Let $G=(S,T,\pi _1 ,\pi_2)$ be a 2 player game with strategies $T$ for player 1 and $S$ for player 2 such that $|T|=|S|=2$, and payoff functions $\pi _1 ,\pi_2$.
prove that if $G$ has no Nash equilibrium in pure strategies then $G$ has single Nash equilibrium in mixed strategies.

I noticed that in this case the payoff for the Nash equilibrium for each player is always between the second worst case and the second best case for them, yet I don't know how continue.

Let $T=\{t_1,t_2\}$ and $S=\{s_1,s_2\}$. Let payoffs be as follows:
$$\begin{array} \hline & s_1 & s_2 \\ t_1 & a,w & b,y \\ t_2 & c,x & d,z \\ \end{array}$$
We know that a Nash Equilibrium must exist (Nash proved this!), but that it does not exist in pure strategies (given by the problem). For there to exist a NE in strictly mixed actions, any player mixing must be indifferent between his two actions. If we denote $p_{t_1}$ as the probability weight P1 puts on $t_1$, and similarly for other actions, it must be that: $$p_{s_1}a + (1-p_{s_1})b = p_{s_1}c + (1-p_{s_1})d$$ $$p_{t_1}w + (1-p_{t_1})x = p_{t_1}y + (1-p_{t_1})z$$ where the first equation (on P2's mix) guarantees that P1 is indifferent between his two actions (and thus willing to mix), and where the second equation (on P1's mix) guarantees that P2 is indifferent between his two actions (and thus willing to mix).

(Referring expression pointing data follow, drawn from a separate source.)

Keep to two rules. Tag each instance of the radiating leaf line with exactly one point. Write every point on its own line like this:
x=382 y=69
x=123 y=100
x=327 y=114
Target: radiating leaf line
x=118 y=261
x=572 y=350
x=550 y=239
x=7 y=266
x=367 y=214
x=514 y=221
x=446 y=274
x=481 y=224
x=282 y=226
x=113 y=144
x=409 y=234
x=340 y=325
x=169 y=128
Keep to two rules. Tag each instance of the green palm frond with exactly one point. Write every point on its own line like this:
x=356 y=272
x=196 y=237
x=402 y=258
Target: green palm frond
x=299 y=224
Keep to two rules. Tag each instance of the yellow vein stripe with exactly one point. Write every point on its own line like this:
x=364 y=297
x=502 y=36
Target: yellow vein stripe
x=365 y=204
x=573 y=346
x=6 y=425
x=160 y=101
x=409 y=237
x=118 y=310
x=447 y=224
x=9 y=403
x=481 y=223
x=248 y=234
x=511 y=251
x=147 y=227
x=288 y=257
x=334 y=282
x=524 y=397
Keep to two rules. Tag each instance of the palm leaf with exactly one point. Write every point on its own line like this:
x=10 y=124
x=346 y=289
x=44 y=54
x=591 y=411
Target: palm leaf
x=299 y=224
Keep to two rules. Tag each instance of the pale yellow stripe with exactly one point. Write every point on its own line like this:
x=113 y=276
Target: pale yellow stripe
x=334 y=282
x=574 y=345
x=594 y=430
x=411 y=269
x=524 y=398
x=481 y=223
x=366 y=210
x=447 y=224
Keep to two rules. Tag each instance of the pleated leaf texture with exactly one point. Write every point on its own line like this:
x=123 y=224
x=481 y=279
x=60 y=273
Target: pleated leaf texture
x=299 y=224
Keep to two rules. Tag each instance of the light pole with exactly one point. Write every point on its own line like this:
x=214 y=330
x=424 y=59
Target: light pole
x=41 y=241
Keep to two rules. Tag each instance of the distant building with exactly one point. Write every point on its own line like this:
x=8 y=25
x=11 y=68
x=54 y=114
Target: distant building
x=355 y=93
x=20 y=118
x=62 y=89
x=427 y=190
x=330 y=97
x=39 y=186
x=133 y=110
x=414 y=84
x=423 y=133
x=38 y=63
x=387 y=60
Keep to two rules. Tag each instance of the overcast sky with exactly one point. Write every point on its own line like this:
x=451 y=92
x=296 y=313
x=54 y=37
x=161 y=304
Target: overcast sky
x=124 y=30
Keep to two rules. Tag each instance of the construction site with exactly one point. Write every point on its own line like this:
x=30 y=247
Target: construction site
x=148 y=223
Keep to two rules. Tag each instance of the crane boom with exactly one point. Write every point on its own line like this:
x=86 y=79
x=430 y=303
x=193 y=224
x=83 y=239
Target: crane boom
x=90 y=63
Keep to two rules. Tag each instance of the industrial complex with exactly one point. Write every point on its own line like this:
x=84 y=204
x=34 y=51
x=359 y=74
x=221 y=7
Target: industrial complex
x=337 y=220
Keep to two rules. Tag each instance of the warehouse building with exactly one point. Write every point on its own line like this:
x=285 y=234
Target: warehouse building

Now the argument to make is that each of the above equations above solves for a unique $p_{s_1}$ and $p_{t_1}$ respectively, as this would then imply a unique equilibrium. Well, solve for$p_{t_1}$ and $p_{s_1}$, and : $$p_{s_1} = \frac{b-d}{b+c-a-d}$$ $$p_{t_1} = \frac{x-z}{x+y-w-z}$$
A detail needs to be added to the previous answer. We need to explain why the system of linear equations that one obtains when writing down the indifference conditions does not have more than one solution. Without loss of generality consider the first equation. It will have more than one solution if $b+c-a-d=0$ and $b-d=0$. This is equivalent to: $a-c=0$ and $b-d=0$. This means that player 1 is indifferent between both strategies, regardless of what player 2 does. But if this were the case, then the game would have pure strategy Nash equilibria. For example, $(t_1,s_1)$ (if $w\geq y$) or $(t_1,s_2)$ (if $w\leq y$) would be a pure strategy Nash equilibrium. Because by assumption the game has no pure strategy Nash equilibrium, we have obtained a contradiction.